Discretization in the field of algorithms
In the field of algorithm design, discretization is a simple but very useful technique, which can be seen as a form of hashing.
In the field of algorithms, when some data is too large or the type is not supported, and cannot be easily processed as an array index, discretization can be used.
Discretization is essentially a type of hashing.
The data types that can be used for discretization include large integers, floating-point numbers, strings, and so on.
This article explains the discretization of large integers, which is widely used in the field of algorithm design.
Core idea
When we encounter an array with a very large value range, we only care about total/partial order relationship between array elements, not their actual values. However, a large value range can hinder our use of some good data structures, such as segment tree. In this case, we need to perform discretization on the array elements.
For example, if the array is [11, 23, 4567, 88888, 999999], it is actually equivalent to [1, 2, 3, 4, 5], as shown in Figure 1:
This is the technique of discretization.

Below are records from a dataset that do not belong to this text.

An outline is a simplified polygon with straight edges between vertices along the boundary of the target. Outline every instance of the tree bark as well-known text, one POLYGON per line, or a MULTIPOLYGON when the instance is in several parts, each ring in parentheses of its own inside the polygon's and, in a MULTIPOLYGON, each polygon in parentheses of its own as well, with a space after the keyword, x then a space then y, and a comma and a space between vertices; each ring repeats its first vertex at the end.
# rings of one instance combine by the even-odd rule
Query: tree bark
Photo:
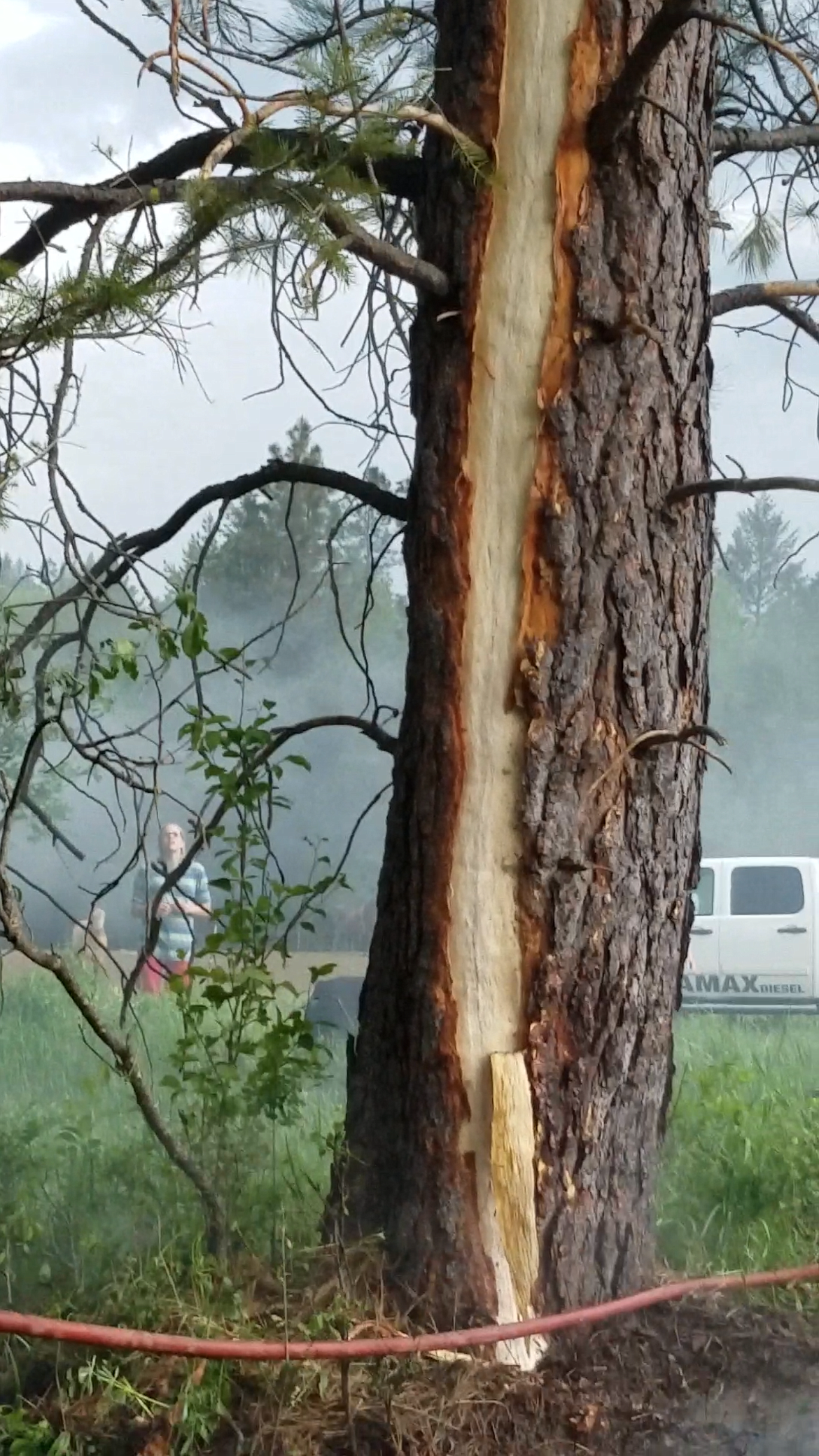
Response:
MULTIPOLYGON (((440 1324, 614 1297, 651 1262, 707 715, 711 36, 605 163, 647 0, 437 0, 412 335, 407 703, 348 1075, 350 1232, 440 1324)), ((342 1175, 342 1176, 341 1176, 342 1175)), ((501 1356, 526 1358, 526 1351, 501 1356)), ((529 1351, 532 1356, 532 1351, 529 1351)))

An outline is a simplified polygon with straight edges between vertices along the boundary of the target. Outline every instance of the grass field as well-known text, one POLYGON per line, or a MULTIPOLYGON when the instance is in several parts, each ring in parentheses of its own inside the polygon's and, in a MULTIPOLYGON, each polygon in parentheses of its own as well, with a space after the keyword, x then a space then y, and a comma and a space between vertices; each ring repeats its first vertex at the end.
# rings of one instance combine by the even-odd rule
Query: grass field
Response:
MULTIPOLYGON (((350 971, 357 965, 344 965, 350 971)), ((117 1000, 96 983, 112 1018, 117 1000)), ((143 1000, 157 1096, 178 1034, 172 996, 143 1000)), ((657 1219, 675 1270, 800 1264, 819 1245, 819 1021, 682 1016, 657 1219)), ((268 1258, 315 1239, 342 1111, 342 1051, 275 1137, 248 1120, 226 1168, 238 1236, 268 1258)), ((140 1271, 189 1261, 198 1204, 86 1045, 47 973, 4 977, 0 1013, 0 1302, 86 1313, 136 1297, 140 1271)), ((127 1303, 127 1302, 125 1302, 127 1303)), ((133 1316, 138 1313, 128 1309, 133 1316)))

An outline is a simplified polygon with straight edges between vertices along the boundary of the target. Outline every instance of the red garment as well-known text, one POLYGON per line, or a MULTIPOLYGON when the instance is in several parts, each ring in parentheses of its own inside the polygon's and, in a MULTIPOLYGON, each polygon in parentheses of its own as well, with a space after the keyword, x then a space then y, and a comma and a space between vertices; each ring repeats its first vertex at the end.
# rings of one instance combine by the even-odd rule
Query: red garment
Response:
POLYGON ((189 986, 189 961, 173 961, 171 965, 166 965, 163 961, 157 961, 156 955, 149 955, 141 974, 143 992, 147 992, 149 996, 160 996, 172 976, 181 976, 182 983, 189 986))

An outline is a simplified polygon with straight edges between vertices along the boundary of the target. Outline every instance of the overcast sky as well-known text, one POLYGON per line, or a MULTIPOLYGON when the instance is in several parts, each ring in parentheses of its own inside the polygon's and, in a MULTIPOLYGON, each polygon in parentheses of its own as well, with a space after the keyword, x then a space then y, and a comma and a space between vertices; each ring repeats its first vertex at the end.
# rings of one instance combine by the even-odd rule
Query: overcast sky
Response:
MULTIPOLYGON (((138 0, 90 3, 111 23, 147 36, 149 48, 162 44, 156 28, 141 28, 138 0)), ((134 58, 73 0, 0 0, 0 116, 4 179, 96 181, 111 173, 111 163, 95 146, 112 147, 119 163, 141 160, 189 130, 175 114, 165 83, 146 76, 137 87, 134 58)), ((0 246, 16 234, 17 217, 19 210, 3 208, 0 246)), ((714 285, 721 287, 729 275, 720 234, 716 239, 714 285)), ((816 242, 807 230, 800 248, 800 271, 804 265, 806 277, 818 277, 816 242)), ((351 309, 347 296, 322 323, 332 345, 351 309)), ((114 530, 150 524, 192 489, 252 470, 299 414, 319 421, 319 406, 291 377, 278 393, 261 393, 277 380, 268 317, 261 282, 232 278, 210 285, 200 312, 185 320, 195 325, 189 355, 197 376, 185 381, 168 351, 152 341, 106 345, 105 351, 83 347, 85 399, 66 464, 92 510, 114 530)), ((752 314, 732 319, 752 320, 752 314)), ((716 459, 730 469, 724 459, 730 453, 752 475, 819 476, 816 399, 797 393, 790 411, 781 411, 784 345, 716 329, 713 349, 716 459)), ((819 392, 819 347, 804 342, 799 355, 800 379, 819 392)), ((326 371, 319 377, 331 383, 326 371)), ((341 402, 348 412, 367 415, 366 381, 347 387, 341 402)), ((366 446, 353 430, 322 430, 319 440, 329 464, 360 466, 366 446)), ((385 451, 380 463, 395 478, 407 473, 396 448, 385 451)), ((819 498, 788 492, 780 499, 800 531, 819 530, 819 498)), ((720 504, 723 533, 730 531, 740 504, 720 504)), ((28 553, 17 531, 4 546, 28 553)), ((819 549, 806 559, 819 569, 819 549)))

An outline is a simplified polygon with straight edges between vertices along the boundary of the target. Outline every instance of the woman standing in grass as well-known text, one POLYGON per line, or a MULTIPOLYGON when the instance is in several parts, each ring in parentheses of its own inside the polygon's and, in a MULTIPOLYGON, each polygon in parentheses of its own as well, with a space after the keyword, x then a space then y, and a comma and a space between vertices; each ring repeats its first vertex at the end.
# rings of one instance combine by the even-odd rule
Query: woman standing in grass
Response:
MULTIPOLYGON (((185 836, 178 824, 165 824, 159 831, 159 862, 141 869, 134 881, 133 914, 143 920, 146 936, 150 929, 153 903, 162 894, 169 874, 182 863, 187 853, 185 836)), ((194 952, 194 922, 210 917, 210 887, 204 865, 191 860, 176 884, 162 894, 156 907, 159 935, 143 967, 143 990, 156 996, 171 976, 181 976, 188 984, 188 967, 194 952)))

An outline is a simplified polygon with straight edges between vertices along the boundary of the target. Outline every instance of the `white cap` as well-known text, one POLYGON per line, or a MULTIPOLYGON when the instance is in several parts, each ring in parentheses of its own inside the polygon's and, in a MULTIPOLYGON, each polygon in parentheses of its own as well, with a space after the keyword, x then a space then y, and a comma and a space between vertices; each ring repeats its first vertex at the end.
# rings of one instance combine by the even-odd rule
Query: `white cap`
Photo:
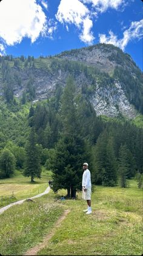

We put all the numbers that will be involved in comparison operations into a list, sort them, and then assign a new value to them from small to large.
After the discretization is completed, the complete/partial order relationship of the original array is preserved, but the upper and lower bounds of the elements are restricted, which makes it convenient for us to use some data structures.
Implementation
Discretizing an array and performing queries is a common use case.
There are two main steps:
Removing possible duplicate elements in array a (using deduplication)
Determining the discretized value of a[i] (using binary search)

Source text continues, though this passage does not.